Доктор поднялся от изголовья умирающего и почти тотчас встретился с глазами Софьи, которая все слышала… Он невольно вздрогнул от того взгляда глубочайшей ненависти, которым она его обожгла — взгляда ядовитого, беспощадного, подавляющего своею мрачностью.
— Долго ли ему мучиться? — сухо и резко спросила она у фон-Хадена.
— Трудно сказать, государыня-царевна! — Но не более нескольких часов…
— Легко сказать! Вот тут-то показать бы науку свою, да сократить бы муки…
— Есть на это много средств у нас в распоряжении, государыня, но…
— Но что же?
— Но мы не смеем их употреблять, потому что медицина — врачебная наука всегда надеется на силы природы и до конца уповает на Бога.
Царевна поняла нравоучение и молча опустилась в свое кресло, между тем как доктор Данило отвешивал ей большой поклон и удалялся из опочивальни.

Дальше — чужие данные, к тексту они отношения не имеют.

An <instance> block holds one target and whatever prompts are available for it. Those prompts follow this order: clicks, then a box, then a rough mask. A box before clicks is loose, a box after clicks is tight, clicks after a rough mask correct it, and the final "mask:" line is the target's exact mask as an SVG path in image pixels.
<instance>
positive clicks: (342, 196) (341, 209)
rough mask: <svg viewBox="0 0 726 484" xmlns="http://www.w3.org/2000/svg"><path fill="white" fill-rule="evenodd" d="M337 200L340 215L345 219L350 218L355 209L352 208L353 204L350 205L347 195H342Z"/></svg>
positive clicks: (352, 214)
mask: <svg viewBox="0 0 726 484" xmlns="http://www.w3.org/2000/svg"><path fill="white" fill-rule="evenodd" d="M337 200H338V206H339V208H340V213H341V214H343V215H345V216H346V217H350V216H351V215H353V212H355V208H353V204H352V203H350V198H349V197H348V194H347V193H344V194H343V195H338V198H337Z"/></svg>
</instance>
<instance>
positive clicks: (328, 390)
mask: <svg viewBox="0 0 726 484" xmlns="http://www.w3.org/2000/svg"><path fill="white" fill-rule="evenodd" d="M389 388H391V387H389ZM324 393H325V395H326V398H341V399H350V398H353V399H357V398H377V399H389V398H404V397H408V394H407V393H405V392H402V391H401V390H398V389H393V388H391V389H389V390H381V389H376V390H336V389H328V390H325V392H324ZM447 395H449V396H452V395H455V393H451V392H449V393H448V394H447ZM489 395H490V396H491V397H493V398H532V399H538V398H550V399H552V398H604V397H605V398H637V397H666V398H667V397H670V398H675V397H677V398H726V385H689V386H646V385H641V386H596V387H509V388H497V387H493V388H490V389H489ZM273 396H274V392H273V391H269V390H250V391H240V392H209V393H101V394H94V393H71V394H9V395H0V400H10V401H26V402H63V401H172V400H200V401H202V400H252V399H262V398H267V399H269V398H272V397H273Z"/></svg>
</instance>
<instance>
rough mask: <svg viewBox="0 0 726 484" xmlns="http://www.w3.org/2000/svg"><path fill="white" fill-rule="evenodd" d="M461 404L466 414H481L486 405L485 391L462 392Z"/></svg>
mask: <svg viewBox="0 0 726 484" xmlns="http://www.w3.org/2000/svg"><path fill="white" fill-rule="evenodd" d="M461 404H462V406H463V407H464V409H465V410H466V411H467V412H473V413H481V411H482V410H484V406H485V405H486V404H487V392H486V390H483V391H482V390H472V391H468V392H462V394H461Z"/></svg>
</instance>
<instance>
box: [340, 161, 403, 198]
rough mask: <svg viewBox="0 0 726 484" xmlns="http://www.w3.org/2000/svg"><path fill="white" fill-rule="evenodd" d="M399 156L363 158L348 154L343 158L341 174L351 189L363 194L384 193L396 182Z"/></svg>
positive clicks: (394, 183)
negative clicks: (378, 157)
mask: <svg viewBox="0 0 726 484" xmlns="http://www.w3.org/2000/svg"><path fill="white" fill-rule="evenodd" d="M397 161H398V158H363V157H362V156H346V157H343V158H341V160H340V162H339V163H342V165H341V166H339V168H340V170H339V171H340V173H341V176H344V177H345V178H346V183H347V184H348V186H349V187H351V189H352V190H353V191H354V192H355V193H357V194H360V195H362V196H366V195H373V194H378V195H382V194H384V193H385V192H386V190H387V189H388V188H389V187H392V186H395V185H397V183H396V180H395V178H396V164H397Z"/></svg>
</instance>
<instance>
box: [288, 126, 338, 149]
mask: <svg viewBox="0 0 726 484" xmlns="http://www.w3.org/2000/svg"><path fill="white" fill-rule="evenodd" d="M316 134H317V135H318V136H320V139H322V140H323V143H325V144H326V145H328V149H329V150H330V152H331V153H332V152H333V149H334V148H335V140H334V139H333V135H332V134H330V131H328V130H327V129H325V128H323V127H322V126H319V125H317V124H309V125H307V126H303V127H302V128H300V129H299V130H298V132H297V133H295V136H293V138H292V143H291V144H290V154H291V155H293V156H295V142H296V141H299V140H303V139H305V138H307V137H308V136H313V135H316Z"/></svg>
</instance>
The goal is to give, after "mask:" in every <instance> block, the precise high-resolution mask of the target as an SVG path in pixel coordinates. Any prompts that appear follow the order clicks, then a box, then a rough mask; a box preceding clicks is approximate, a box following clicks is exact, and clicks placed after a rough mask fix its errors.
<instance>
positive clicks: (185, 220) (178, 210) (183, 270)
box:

Но мысль царевны не унималась и все работала в том же направлении, и все дышало в ней бессильной злобой и разочарованием.
О! Вот кому бы я с наслаждением подписала смертный приговор! Вот кого бы я не пощадила!.. Этого кудесника противного, который так в душу влезть сумел к брату-царю… который и теперь еще владеет его душою! О! — думала она, судорожным движением ломая пальцы рук, унизанных перстнями.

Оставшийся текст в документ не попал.